CHARLOTTESVILLE — Two forensic science experts testified in the Charlottesville murder trial of James Alex Fields Jr. on Monday to explain how a victim died after he drove his car into a crowd of counterprotesters shortly after a violent white nationalist rally came to a premature end.

The expert witnesses said Heather Heyer died of blunt force injury to her torso and that blood samples collected from Fields’ Dodge Challenger matched Heyer's DNA.

The sixth day of Fields' three-week state trial ended after the jury heard testimony from eight witnesses, including a University of Virginia police officer, a first responder who tried to save Heyer’s life, and two crash victims.



Marissa Blair-Martin, whose then-fiance pushed her out of the way of the speeding vehicle, said the two of them came downtown with another friend at around noon on Aug. 12, 2017, to meet Heyer and protest the Unite the Right rally.

Marcus Martin, now her husband, testified in court last week, describing the injuries he suffered from being struck by the car.

Arriving downtown about an hour after police declared the rally to be an unlawful assembly because of fighting between the rallygoers and counterprotesters, the four of them joined a counterprotester march that Blair said appeared to be joyful, rather than antagonistic.

"It felt like love," she said.

It was minutes later when Fields’ car slammed into the marchers after they had turned left onto a one-way street approaching the city’s downtown pedestrian mall.

Capt. Steward “Nick” Barrell, of the Charlottesville Fire Department, told the jury that he arrived on the scene of the wreck within minutes of the initial report of a pedestrian struck by a vehicle.

Barrell said he hadn't expect to find much, but he alerted his colleagues that it appeared to be a mass casualty incident after seeing what he estimated to be about 30 victims.

Barrell knew Heyer was in trouble. She had a large contusion on her chest and a laceration on her leg.
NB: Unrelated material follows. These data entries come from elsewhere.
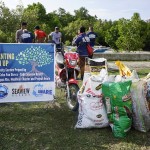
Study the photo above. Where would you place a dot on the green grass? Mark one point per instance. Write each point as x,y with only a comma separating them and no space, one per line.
37,126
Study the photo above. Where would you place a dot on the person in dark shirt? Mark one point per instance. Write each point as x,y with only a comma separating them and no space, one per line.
81,42
92,35
27,37
20,32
Her condition appeared to be consistent with cardiac arrest and other significant trauma, so Barrell called for her immediate evacuation, he said.
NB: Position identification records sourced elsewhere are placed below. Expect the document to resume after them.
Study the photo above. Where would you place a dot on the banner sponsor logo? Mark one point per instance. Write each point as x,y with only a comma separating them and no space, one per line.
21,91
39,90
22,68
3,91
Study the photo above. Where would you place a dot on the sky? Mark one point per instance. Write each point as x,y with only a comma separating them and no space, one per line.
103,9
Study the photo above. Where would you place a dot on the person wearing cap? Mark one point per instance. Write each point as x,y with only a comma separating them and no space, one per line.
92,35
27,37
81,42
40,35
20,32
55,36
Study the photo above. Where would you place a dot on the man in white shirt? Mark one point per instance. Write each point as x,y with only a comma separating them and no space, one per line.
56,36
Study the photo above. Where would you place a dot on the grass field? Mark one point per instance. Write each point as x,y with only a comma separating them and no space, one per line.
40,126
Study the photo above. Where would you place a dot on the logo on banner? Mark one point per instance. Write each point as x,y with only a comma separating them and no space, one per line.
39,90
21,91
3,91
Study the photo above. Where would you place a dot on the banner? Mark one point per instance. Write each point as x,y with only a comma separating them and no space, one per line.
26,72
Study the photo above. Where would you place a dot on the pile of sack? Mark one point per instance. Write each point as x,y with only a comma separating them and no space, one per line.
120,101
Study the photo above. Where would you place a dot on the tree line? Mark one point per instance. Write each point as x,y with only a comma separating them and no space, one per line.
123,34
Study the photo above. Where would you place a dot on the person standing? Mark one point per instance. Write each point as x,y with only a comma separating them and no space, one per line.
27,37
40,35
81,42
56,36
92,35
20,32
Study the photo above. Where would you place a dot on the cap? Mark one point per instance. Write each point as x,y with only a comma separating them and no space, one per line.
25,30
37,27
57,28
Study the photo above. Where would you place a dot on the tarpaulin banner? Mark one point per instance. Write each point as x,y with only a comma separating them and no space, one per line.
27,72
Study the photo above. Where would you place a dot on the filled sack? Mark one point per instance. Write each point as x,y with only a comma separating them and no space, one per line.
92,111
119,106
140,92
“We thought there might be fractures and knew there was blood,” he said. “Outside of a hospital, that’s almost impossible to survive.”
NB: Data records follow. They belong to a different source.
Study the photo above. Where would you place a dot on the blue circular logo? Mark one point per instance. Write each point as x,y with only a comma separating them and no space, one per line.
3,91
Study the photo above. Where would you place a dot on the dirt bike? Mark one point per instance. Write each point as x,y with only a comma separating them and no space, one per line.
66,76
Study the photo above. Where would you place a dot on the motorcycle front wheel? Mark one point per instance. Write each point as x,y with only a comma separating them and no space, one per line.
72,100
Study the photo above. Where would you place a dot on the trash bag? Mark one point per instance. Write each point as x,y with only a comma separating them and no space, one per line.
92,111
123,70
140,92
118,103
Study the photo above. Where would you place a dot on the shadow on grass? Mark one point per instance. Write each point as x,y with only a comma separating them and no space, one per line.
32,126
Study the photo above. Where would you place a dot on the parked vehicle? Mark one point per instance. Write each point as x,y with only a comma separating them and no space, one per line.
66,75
Jennifer Nicole Bowers, an assistant chief medical examiner for the state, said she conducted an autopsy on Heyer two days after the crash. She determined that Heyer died as a result of blunt force injury to her torso.

Among other injuries, such as a broken femur and lacerations on her legs and back, Heyer’s thoracic aorta — the largest artery in the body — was severed.

Kristin Van Itallie, with the Virginia Department of Forensics, said she examined samples of blood collected from the scene of the wreck and on Fields’ vehicle. She said two of those blood samples were identical to DNA collected from a swab of Heyer’s cheek.

In his own testimony last week, a Charlottesville police detective described collecting the blood evidence. He said a sample taken from the windshield of Fields’ car appeared to be Heyer’s, based on the DNA tests.

Judge Richard E. Moore said the prosecutors are expecting to rest their case early Tuesday afternoon.

Fields is charged with first-degree murder in the death of Heyer, 32, and several other state counts related to the deadly incident. He also faces federal hate crime charges, for which he will be tried after the state trial has concluded. He could receive the death penalty in the federal case.

Fields' attorneys argue that he drove the vehicle into the crowd for fear of his life, in an act of self-defense. They are expected to begin presenting their case Tuesday afternoon.